The difficulty also completely drops off with enough neuromods, which are easy to get because you can make them early on. The game has a lot of looting, as you can recycle anything with recycle stations (and recycle charges) for material, then use that material at fabricators, usually placed next to or near by to recycle stations, to create items. As long as you have the schematics found through the station, you can make it. You get the neuromod schematic during a story beat, and can just outright made skill points (and also weapon upgrade kits) to get stronger even faster. Even without any typhon powers, the game can become very easy if you pump enough into upgrade abilities, crafting bonuses, and combat skills. Even nightmares, special mini-bosses that start spawning randomly in the station, can be decimated with a slo-mo onslaught of shotgun shells without it letting off an attack. Add in chips you can equip on your suit and psychoscope, some quite broken in their bonuses, and you effectively become a living god.

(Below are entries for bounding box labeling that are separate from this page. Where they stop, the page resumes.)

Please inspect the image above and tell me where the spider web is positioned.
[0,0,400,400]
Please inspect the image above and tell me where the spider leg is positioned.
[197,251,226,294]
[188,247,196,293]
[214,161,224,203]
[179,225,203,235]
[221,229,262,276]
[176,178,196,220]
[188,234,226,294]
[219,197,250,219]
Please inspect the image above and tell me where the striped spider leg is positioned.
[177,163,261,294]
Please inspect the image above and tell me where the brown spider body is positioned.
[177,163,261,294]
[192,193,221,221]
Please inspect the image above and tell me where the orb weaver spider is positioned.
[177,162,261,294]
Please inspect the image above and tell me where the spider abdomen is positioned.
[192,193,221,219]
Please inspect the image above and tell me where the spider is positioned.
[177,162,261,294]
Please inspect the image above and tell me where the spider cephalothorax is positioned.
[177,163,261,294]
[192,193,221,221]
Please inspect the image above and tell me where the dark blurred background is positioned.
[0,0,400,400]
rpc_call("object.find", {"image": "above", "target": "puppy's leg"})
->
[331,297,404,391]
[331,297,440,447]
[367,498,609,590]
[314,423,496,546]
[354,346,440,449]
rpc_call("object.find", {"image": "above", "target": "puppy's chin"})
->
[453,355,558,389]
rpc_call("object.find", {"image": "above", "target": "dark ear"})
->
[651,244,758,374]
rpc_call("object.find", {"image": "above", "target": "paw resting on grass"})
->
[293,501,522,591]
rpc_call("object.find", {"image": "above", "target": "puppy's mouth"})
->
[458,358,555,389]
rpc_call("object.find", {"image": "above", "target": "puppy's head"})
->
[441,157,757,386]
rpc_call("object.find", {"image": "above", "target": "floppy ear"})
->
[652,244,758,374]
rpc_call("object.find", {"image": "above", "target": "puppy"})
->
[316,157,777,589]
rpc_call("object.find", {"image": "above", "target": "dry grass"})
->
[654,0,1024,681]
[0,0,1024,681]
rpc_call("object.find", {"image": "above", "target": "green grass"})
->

This is fun in its own way, though. The game is so unbalanced that it eventually becomes a delight to break, constant reward for good play and exploring the station thoroughly. You don’t see stuff like this from major releases often, it’s kind of refreshing, and also lends itself to replays, even if there’s only two endings (the third being a bad ending if you go straight for the escape pod). Unfortunately, Prey released in a messy, buggy state, enough that IGN initially gave the PC version a 4. The game undersold quite a bit, another immersive sim that bombed at launch, but it has finally been getting the love it deserves half a decade later as interest has rekindled with Arkane Studios’ Deathloop managing to become a hit.

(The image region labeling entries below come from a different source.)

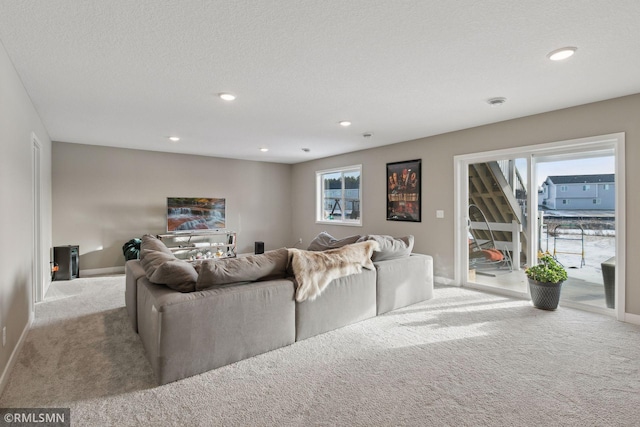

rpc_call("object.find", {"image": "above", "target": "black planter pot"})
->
[528,279,562,310]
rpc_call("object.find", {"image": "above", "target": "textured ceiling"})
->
[0,0,640,163]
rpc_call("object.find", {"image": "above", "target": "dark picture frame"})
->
[387,159,422,222]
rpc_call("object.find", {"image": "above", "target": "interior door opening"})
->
[456,134,624,318]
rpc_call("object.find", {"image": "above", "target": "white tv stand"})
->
[157,229,236,261]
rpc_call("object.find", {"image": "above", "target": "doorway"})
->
[454,134,625,319]
[31,134,44,313]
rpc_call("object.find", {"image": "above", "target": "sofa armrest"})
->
[373,254,433,315]
[124,259,145,333]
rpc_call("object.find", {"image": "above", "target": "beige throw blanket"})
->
[289,240,380,302]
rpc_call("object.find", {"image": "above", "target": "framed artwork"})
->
[387,160,422,222]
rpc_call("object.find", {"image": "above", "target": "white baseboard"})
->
[433,276,457,286]
[0,315,33,396]
[624,313,640,325]
[80,266,124,277]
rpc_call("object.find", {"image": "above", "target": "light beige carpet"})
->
[0,276,640,426]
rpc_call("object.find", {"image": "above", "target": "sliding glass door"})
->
[455,134,624,318]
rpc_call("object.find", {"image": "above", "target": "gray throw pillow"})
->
[307,231,360,251]
[196,248,289,290]
[359,234,414,262]
[148,259,198,292]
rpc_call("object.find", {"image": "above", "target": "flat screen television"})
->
[167,197,226,233]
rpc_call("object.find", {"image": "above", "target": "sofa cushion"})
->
[196,248,289,290]
[147,259,198,292]
[140,234,198,292]
[140,234,173,255]
[140,234,177,280]
[307,231,360,251]
[358,234,414,262]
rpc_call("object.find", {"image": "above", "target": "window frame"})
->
[316,164,363,227]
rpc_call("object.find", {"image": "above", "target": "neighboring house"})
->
[538,173,616,210]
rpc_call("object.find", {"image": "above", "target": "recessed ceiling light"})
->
[487,96,507,107]
[547,46,578,61]
[218,92,236,101]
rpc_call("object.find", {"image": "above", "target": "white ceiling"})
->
[0,0,640,163]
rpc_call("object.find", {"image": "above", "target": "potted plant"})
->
[525,253,567,310]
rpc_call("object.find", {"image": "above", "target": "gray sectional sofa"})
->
[125,236,433,384]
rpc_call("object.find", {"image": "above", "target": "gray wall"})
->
[53,142,294,270]
[0,44,51,384]
[292,94,640,315]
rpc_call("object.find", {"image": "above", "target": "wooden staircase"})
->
[469,162,527,266]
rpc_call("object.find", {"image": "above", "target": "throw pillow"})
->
[148,259,198,292]
[307,231,360,251]
[140,234,177,280]
[196,248,289,290]
[359,234,414,262]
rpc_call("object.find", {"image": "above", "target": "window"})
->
[316,165,362,225]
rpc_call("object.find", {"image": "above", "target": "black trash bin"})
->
[600,257,616,308]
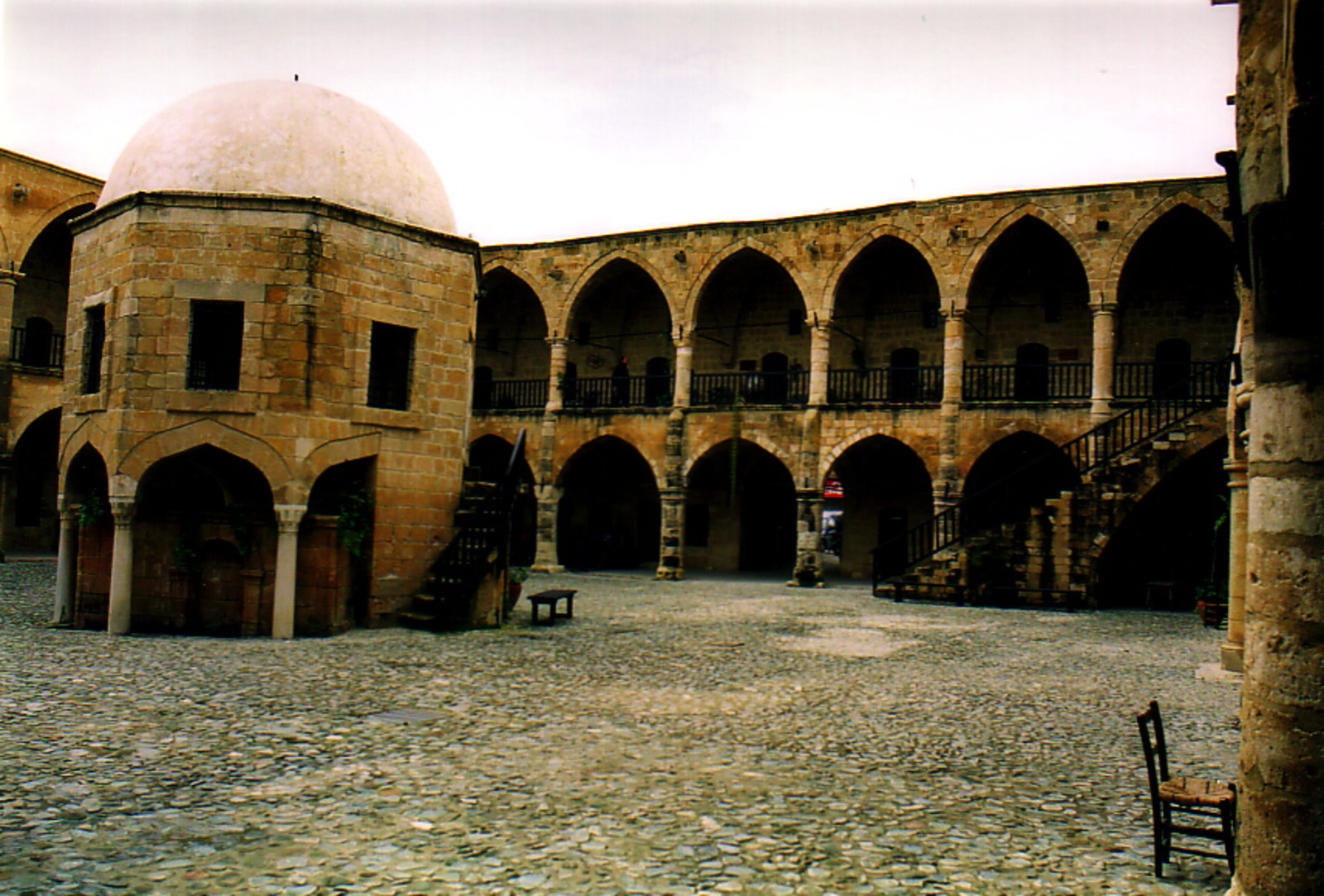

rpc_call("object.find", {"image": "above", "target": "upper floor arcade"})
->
[474,179,1240,413]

It should also be noted the game has two DLC, and one of them is now a separate game…sort of? Mooncrash is proper DLC that is basically its own separate game, taking the foundation of the core game and turning it into a roguelike with a variety of stories to explore with a set of various characters. It’s an innovative experiment worth playing that explains a bit more of what happened in the main game. Typhon Hunter, on the other and, is a poorly balanced multiplayer suite originally released for free that was released again as a twenty dollar game with a new VR experience that is fairly underwhelming. Easily passed over, and the store listing on Steam is extremely confusing as to what it even is.

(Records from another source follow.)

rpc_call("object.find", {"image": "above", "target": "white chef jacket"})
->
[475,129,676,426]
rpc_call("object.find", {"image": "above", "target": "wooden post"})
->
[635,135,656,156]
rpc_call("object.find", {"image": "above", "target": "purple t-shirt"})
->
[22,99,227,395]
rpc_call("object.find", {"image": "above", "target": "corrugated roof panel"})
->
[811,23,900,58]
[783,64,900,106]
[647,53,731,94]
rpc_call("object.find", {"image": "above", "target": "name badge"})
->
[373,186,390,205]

If there’s one thing that both Prey games share, it’s that they’re inventive, playful experiences that might be some of the most memorable times of their respective genres. They’re cult classics that deserve to be rediscovered by a new audience, and there’s definitely a lot to learn from both of them. Nobody has done what Prey 2006 did, and currently, nobody has managed to recapture the joy of the old System Shock experience like Prey 2017 with so many fresh tricks and ideas. Look up both of them and don’t let them become footnotes in the history of classic shooters and immersive sims, these are some of the best you’ll find in those fields, made by extremely creative people with a true love for the medium.